An LC circuit contains a 20 mH inductor and a 50 μF capacitor with an initial charge of 10 mC.
Question:

An LC circuit contains a 20 mH inductor and a 50 μF capacitor with an initial charge of 10 mC. The resistance of the circuit is negligible. Let the instant the circuit is closed be = 0.

(a) What is the total energy stored initially?
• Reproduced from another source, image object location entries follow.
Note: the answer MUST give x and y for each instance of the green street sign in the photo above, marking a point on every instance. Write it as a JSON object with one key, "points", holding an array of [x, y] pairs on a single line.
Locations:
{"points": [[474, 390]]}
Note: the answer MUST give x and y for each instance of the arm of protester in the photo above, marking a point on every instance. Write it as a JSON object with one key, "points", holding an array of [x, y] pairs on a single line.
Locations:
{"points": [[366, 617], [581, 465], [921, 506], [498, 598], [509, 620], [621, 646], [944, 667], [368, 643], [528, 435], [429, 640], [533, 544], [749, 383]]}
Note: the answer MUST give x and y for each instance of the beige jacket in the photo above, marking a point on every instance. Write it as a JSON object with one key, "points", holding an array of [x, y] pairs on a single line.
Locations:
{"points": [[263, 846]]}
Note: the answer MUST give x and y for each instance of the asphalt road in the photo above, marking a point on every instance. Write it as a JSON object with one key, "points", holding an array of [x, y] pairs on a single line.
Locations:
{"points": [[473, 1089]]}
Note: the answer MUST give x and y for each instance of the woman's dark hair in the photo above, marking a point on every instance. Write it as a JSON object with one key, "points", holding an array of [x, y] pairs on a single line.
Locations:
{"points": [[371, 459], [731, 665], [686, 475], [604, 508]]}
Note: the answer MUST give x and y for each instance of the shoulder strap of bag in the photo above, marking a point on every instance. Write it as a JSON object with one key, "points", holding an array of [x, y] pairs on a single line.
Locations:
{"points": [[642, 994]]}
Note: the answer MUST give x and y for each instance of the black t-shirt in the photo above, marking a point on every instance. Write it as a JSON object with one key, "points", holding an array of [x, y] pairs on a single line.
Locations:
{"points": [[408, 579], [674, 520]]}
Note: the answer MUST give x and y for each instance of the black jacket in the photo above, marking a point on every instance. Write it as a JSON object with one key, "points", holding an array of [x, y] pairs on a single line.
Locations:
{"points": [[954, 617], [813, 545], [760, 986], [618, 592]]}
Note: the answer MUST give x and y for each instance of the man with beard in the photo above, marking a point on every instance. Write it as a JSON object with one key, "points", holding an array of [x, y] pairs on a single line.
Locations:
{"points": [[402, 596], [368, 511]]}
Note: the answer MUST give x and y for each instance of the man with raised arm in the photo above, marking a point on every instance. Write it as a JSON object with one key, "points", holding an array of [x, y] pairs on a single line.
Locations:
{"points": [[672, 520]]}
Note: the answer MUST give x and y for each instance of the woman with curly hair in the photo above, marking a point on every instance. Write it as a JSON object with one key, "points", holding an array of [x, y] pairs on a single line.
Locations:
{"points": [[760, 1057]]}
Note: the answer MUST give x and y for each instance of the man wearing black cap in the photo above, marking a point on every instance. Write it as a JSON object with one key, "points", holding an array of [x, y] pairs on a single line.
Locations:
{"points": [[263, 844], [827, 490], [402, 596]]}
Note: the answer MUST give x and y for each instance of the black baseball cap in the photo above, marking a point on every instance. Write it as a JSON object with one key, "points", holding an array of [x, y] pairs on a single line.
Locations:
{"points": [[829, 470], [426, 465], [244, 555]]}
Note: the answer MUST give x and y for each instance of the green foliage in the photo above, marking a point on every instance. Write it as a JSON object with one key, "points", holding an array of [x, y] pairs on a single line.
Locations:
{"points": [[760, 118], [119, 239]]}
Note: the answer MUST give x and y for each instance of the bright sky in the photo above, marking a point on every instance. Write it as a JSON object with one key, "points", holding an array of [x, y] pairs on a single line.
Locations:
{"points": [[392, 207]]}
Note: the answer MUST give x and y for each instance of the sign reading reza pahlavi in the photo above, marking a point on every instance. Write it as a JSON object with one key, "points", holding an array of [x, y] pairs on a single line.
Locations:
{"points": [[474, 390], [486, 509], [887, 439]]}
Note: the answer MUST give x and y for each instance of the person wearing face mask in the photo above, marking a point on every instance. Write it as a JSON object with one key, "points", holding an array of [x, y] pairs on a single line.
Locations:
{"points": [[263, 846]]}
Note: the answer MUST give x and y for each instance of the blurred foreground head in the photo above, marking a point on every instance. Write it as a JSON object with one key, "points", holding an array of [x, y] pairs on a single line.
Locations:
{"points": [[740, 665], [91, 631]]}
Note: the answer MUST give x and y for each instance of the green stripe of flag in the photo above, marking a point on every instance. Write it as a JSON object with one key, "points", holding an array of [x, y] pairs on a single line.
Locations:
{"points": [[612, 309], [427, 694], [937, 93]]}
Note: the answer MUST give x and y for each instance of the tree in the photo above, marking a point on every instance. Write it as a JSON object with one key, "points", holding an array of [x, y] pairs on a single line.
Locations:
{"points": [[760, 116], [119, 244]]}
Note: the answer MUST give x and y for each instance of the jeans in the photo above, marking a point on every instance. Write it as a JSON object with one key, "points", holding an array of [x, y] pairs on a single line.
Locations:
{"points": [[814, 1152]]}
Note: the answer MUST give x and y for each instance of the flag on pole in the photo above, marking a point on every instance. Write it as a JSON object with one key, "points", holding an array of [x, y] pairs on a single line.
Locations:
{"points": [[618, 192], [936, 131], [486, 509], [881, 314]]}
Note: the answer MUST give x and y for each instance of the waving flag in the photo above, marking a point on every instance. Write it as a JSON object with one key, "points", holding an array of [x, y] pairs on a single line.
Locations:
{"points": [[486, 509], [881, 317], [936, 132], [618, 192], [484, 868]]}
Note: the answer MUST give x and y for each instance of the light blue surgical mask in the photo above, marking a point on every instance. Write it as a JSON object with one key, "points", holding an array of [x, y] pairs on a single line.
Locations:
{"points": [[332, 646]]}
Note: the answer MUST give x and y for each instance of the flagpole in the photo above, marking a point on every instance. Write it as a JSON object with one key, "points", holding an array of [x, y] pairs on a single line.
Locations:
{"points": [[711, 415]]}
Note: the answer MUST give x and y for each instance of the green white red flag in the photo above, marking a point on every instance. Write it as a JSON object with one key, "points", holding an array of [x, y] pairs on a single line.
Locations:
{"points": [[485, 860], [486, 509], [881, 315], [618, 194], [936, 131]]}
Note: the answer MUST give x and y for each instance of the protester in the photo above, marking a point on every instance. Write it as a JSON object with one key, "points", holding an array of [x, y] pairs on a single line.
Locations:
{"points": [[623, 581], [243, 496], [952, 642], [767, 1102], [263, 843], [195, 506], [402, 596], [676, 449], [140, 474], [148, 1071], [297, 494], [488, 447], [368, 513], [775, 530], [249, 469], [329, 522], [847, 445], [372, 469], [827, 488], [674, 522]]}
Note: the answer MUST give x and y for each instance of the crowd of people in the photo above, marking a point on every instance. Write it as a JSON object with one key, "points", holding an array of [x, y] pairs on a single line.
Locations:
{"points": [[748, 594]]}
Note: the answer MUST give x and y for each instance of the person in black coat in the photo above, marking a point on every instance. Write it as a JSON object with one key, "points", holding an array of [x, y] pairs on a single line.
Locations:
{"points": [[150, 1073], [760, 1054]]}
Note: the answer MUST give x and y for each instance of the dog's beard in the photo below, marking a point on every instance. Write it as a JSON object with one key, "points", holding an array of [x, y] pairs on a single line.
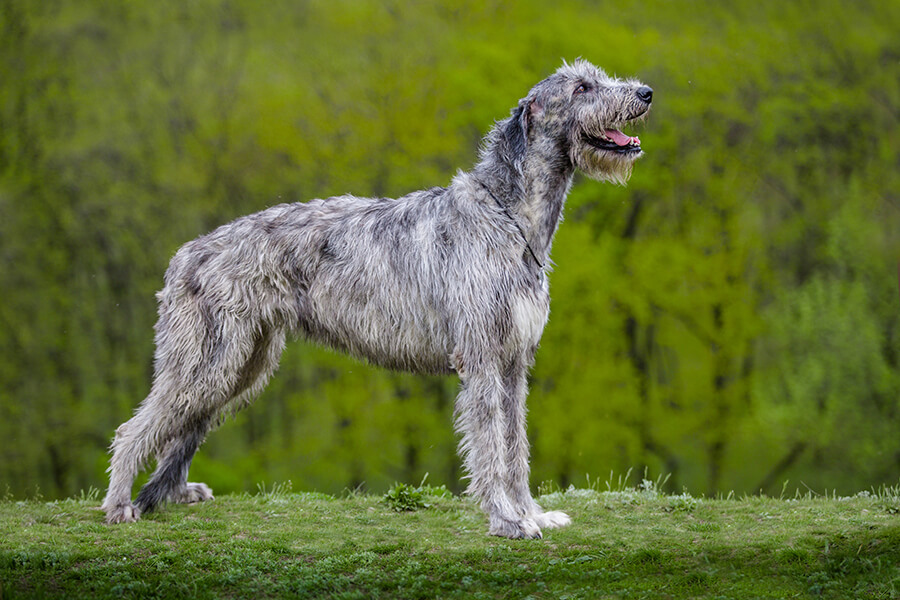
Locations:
{"points": [[604, 165]]}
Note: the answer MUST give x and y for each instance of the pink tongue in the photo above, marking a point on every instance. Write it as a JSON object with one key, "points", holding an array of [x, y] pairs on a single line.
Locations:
{"points": [[621, 139]]}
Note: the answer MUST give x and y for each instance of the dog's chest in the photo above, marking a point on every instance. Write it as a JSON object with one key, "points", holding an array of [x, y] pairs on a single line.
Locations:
{"points": [[529, 311]]}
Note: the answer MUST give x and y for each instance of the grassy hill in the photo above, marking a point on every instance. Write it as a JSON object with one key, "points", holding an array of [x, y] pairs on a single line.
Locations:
{"points": [[624, 543]]}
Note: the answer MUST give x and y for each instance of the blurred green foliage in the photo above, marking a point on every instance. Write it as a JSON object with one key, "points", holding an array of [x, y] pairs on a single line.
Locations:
{"points": [[731, 317]]}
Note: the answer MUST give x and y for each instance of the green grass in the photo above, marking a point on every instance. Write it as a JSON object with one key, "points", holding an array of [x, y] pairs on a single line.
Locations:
{"points": [[624, 543]]}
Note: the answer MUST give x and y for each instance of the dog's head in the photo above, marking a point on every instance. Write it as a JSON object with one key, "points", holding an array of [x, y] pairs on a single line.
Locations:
{"points": [[583, 109]]}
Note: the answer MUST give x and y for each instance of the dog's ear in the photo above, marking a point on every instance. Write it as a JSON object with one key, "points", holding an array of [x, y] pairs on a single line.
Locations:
{"points": [[520, 124]]}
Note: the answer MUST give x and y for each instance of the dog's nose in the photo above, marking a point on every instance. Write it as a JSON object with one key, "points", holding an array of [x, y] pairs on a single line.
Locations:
{"points": [[645, 94]]}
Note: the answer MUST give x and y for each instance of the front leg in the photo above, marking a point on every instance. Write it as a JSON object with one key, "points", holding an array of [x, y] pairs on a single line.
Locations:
{"points": [[481, 419], [515, 386]]}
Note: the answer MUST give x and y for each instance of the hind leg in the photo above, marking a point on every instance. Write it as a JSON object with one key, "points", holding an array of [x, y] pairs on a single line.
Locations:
{"points": [[134, 442], [169, 482]]}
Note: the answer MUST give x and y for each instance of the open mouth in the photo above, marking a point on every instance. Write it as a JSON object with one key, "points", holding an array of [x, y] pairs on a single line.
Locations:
{"points": [[613, 140]]}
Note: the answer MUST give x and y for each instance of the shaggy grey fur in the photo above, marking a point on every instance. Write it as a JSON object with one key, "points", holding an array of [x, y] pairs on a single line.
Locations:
{"points": [[439, 281]]}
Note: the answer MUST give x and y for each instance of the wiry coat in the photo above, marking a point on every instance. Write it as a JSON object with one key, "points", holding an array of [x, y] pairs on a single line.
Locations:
{"points": [[439, 281]]}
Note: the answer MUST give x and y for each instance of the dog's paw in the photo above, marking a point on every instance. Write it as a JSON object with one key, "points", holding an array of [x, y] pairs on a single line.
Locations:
{"points": [[515, 529], [192, 493], [122, 513], [552, 519]]}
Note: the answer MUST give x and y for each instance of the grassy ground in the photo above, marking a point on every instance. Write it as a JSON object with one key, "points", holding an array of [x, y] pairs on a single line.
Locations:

Is it conserved during LC oscillations?

(b) What is the natural frequency of the circuit?

(c) At what time is the energy stored

(i) completely electrical (i.e., stored in the capacitor)? (ii) completely magnetic (i.e., stored in the inductor)?

(d) At what times is the total energy shared equally between the inductor and the capacitor?

(e) If a resistor is inserted in the circuit, how much energy is eventually dissipated as heat?

Solution:

Inductance of the inductor, L = 20 mH = 20 × 10−3 H

Capacitance of the capacitor, C = 50 μF = 50 × 10−6 F

Initial charge on the capacitor, Q = 10 mC = 10 × 10−3 C

(a) Total energy stored initially in the circuit is given as:

$E=\frac{1}{2} \frac{Q^{2}}{C}$

$=\frac{\left(10 \times 10^{-3}\right)^{2}}{2 \times 50 \times 10^{-6}}=1 \mathrm{~J}$

Hence, the total energy stored in the LC circuit will be conserved because there is no resistor connected in the circuit.

(b)Natural frequency of the circuit is given by the relation,

$v=\frac{1}{2 \pi \sqrt{L C}}$

$=\frac{1}{2 \pi \sqrt{20 \times 10^{-3} \times 50 \times 10^{-6}}}$

$=\frac{10^{3}}{2 \pi}=159.24 \mathrm{~Hz}$

Natural angular frequency,

$\omega_{r}=\frac{1}{\sqrt{L C}}$

$=\frac{1}{\sqrt{20 \times 10^{-3} \times 50 \times 10^{-6}}}=\frac{1}{\sqrt{10^{-6}}}=10^{3} \mathrm{rad} / \mathrm{s}$

Hence, the natural frequency of the circuit is 103 rad/s.

(c) (i) For time period $\left(T=\frac{1}{V}=\frac{1}{159.24}=6.28 \mathrm{~ms}\right)$, total charge on the capacitor at time $t, Q^{\prime}=Q \cos \frac{2 \pi}{T} t$ For energy stored is electrical, we can write $Q^{\prime}=Q$.

Hence, it can be inferred that the energy stored in the capacitor is completely electrical at time, $t=0, \frac{T}{2}, T, \frac{3 T}{2}, \ldots \ldots .$

(ii) Magnetic energy is the maximum when electrical energy, Q′ is equal to 0.

Hence, it can be inferred that the energy stored in the capacitor is completely magnetic at time, $t=\frac{T}{4}, \frac{3 T}{4}, \frac{5 T}{4} \ldots \ldots .$

(d) Q1 = Charge on the capacitor when total energy is equally shared between the capacitor and the inductor at time t.

When total energy is equally shared between the inductor and capacitor, the energy stored in the capacitor $=\frac{1}{2}$ (maximum energy).

$\Rightarrow \frac{1}{2} \frac{\left(Q^{1}\right)^{2}}{C}=\frac{1}{2}\left(\frac{1}{2} \frac{Q^{2}}{C}\right)=\frac{1}{4} \frac{Q^{2}}{C}$

$Q^{1}=\frac{Q}{\sqrt{2}}$

$\operatorname{But} Q^{1}=Q \cos \frac{2 \pi}{T} t$

$\frac{Q}{\sqrt{2}}=Q \cos \frac{2 \pi}{T} t$

$\cos \frac{2 \pi}{T} t=\frac{1}{\sqrt{2}}=\cos (2 n+1) \frac{\pi}{4}$     where $n=0,1,2, \ldots . .$

$t=(2 n+1) \frac{T}{8}$

Hence, total energy is equally shared between the inductor and the capacity at time, $t=\frac{T}{8}, \frac{3 T}{8}, \frac{5 T}{8}\ldots \ldots$

(e) If a resistor is inserted in the circuit, then total initial energy is dissipated as heat energy in the circuit. The resistance damps out the LC oscillation.